A dozen angry women faced him, cutlasses drawn, pistols leveled, eyes fierce. Their bold

eyes raked his nakedness and dismissed it with contempt. He saw the small, spritely Irish woman with the elfin face shielding Maeve’s naked body with a piece of sailcloth.

Then the tall African stepped forward, majestic, fierce, angry. The others gathered behind her, watching her. Her skin was darker than the night, her eyes blazing. She let her gaze roam contemptuously over his nakedness, but he drew himself proudly up, refusing to quail beneath the savagery in her eyes.

“Whatever you did to her,” the woman said in a dark, ugly whisper, “believe me, you’ll pay for it. “ She jabbed a pistol into his chest and shoved him roughly toward the bow. “Move,” she ordered, with the authority of a general. Gray obeyed, aware of her eyes nailing him between his shoulders; he felt the press of her pistol in the small of his back and knew she would like nothing better than to blow his kidneys out. Had he gone too far in trying to enrage the pirate queen?

Would he pay for this with his life?

He walked toward the bow and when he could go no farther, paused, standing straight and

tall and silent.

He did not turn to face them.

“On your knees!”

Eyes straight ahead, he muttered, “Go to hell.”

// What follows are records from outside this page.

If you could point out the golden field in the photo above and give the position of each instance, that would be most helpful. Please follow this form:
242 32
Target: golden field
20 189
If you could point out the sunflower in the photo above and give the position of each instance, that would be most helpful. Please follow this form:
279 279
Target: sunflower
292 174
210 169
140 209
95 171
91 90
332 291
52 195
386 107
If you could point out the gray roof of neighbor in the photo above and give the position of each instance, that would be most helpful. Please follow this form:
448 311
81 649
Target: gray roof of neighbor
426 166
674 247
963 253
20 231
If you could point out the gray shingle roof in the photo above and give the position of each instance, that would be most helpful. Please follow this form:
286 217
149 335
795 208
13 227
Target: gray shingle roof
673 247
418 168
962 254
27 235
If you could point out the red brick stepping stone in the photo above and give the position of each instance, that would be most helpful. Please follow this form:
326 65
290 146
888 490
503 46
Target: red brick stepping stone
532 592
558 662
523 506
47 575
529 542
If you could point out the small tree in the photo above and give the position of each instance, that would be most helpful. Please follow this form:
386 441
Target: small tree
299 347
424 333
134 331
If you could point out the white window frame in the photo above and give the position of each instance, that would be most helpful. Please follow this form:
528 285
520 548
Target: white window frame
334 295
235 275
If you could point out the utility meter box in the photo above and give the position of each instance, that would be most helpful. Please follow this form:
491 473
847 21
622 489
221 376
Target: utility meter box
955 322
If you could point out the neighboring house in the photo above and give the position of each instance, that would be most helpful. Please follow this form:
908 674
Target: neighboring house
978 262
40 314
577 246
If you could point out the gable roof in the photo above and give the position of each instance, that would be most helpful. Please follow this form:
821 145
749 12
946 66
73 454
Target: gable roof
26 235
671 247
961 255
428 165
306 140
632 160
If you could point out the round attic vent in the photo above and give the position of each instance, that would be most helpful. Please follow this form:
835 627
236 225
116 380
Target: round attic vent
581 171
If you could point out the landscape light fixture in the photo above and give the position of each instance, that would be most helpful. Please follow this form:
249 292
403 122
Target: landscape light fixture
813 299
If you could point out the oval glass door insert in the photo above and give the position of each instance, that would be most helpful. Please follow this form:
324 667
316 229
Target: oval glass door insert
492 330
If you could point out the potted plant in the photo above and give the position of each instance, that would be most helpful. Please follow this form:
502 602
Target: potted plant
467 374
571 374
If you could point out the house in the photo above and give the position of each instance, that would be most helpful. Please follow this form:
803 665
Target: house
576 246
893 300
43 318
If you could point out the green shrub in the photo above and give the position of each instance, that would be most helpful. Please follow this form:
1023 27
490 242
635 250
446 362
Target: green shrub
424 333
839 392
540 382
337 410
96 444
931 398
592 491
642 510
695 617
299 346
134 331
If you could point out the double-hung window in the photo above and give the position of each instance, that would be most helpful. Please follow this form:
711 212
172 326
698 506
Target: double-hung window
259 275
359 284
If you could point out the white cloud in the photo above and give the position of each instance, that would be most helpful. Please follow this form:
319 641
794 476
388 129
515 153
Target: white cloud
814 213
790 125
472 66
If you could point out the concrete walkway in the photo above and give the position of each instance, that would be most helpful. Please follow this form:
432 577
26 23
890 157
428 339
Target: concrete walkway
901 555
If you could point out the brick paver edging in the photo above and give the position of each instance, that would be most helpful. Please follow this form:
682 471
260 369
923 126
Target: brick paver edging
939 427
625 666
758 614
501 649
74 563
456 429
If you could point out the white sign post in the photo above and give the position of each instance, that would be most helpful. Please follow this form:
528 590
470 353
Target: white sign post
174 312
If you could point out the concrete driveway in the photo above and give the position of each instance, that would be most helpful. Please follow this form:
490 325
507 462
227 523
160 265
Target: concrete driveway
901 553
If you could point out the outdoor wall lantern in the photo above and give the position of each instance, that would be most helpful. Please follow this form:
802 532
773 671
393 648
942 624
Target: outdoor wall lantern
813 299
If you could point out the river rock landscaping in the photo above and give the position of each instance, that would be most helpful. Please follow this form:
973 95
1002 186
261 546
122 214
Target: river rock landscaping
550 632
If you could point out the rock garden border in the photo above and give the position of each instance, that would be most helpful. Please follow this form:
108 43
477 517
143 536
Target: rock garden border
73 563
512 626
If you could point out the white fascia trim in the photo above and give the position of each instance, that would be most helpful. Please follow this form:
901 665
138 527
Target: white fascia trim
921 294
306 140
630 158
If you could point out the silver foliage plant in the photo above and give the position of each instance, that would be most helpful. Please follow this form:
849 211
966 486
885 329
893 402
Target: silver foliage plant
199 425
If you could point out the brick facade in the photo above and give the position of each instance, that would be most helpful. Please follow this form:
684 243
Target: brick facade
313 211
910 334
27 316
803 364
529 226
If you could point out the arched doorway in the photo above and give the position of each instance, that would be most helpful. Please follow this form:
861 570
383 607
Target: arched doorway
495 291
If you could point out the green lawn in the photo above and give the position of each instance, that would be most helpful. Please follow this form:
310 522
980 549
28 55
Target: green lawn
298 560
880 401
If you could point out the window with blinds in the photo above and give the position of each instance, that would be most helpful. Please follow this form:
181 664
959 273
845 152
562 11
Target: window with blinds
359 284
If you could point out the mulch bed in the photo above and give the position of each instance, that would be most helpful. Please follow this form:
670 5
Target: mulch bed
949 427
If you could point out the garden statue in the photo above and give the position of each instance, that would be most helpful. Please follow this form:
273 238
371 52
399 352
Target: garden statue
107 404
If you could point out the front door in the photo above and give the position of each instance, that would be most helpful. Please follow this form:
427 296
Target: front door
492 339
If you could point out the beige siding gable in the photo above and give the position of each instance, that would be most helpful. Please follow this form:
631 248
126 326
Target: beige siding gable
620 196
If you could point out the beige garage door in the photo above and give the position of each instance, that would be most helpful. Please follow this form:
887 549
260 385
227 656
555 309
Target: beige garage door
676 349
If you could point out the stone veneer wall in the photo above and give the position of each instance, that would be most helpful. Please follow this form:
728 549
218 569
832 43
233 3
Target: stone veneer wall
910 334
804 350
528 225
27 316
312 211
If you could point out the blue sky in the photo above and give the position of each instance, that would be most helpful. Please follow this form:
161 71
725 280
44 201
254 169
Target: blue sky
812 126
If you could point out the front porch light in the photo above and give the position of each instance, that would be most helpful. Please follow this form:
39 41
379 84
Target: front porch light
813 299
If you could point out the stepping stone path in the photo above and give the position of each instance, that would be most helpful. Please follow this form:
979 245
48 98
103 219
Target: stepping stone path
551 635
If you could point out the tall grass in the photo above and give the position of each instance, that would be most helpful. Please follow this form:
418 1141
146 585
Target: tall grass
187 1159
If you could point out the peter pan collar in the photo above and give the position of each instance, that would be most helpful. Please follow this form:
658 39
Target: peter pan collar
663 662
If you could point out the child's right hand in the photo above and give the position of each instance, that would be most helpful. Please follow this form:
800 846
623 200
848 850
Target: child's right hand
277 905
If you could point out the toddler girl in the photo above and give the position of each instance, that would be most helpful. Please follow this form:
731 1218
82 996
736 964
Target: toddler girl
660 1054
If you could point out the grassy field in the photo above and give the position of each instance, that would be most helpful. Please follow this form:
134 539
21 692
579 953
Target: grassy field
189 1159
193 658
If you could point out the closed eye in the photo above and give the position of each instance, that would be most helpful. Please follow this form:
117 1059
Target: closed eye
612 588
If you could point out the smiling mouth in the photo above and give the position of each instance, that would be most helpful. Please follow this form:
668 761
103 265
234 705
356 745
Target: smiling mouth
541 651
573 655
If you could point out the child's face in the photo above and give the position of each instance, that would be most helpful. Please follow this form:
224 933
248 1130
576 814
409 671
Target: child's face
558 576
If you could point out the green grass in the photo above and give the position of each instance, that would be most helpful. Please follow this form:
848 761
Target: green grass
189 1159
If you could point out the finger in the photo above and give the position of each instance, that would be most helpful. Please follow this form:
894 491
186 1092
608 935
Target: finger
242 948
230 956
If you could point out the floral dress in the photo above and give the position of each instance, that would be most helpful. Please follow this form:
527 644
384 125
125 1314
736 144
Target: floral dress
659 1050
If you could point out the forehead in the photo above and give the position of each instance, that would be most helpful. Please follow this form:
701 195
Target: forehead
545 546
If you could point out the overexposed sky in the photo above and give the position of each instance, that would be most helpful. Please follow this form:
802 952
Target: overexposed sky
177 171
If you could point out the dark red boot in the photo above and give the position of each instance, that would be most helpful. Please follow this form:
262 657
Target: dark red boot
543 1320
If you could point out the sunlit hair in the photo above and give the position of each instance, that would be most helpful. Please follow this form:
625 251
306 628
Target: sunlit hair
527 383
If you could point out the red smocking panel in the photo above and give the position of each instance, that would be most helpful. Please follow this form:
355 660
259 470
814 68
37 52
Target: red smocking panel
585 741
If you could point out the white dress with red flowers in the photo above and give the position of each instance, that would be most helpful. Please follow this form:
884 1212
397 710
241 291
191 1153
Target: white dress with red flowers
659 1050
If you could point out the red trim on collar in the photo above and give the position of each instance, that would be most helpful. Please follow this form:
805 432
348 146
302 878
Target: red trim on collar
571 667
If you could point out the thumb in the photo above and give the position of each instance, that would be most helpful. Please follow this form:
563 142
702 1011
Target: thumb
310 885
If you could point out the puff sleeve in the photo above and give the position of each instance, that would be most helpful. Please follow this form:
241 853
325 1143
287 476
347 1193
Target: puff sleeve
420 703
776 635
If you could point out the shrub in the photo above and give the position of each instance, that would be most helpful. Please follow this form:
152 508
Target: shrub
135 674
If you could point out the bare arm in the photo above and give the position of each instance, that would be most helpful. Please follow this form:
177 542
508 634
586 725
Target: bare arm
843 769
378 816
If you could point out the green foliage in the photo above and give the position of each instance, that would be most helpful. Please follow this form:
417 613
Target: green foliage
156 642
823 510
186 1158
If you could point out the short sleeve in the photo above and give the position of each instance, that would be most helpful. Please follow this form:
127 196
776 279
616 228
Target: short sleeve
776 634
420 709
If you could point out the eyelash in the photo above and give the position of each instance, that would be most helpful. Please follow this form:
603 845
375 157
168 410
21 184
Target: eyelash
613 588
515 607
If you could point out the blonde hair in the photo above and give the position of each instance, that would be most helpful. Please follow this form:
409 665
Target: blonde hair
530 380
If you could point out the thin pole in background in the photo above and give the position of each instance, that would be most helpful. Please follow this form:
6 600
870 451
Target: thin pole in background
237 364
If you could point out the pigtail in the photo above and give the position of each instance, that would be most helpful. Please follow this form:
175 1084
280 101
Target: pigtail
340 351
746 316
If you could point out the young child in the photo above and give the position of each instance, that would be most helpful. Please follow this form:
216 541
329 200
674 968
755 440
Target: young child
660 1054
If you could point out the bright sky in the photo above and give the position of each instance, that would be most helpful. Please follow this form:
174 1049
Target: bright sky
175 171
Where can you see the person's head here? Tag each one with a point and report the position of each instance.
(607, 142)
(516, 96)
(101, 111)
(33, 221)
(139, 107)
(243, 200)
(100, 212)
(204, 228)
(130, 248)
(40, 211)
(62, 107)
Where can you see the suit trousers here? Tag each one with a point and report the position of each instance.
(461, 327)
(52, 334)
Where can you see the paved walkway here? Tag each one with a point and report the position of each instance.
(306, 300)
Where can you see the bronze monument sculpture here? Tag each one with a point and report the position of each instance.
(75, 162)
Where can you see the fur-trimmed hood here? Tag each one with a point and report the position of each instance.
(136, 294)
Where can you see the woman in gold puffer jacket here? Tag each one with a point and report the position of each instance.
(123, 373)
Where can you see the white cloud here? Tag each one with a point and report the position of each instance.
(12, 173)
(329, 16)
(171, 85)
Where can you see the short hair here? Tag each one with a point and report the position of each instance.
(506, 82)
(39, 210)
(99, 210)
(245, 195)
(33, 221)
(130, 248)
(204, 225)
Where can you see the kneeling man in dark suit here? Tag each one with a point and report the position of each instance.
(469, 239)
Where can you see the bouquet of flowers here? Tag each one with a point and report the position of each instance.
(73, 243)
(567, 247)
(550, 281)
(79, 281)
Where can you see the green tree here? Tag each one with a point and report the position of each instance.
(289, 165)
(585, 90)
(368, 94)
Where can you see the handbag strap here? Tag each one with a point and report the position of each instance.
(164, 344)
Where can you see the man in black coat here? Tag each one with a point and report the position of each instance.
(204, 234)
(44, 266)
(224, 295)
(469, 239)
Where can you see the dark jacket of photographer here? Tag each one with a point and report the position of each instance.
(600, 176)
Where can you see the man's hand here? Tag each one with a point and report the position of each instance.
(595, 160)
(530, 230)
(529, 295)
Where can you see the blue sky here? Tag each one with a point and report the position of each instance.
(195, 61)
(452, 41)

Her booted foot drove into the back of his knees. He crumpled, falling against the windlass and gritting his teeth against the pain. One of the pirates held a cutlass against his throat, and unable to move, he could only lie helpless as they lashed him so tightly to one of the bow chasers that blood rose from his wrists and trickled down his arms. Someone hurled his clothing, picked up from the beach, at him. Then they stood back, and Gray, grimacing in pain, looked up to see the Pirate Queen standing above him.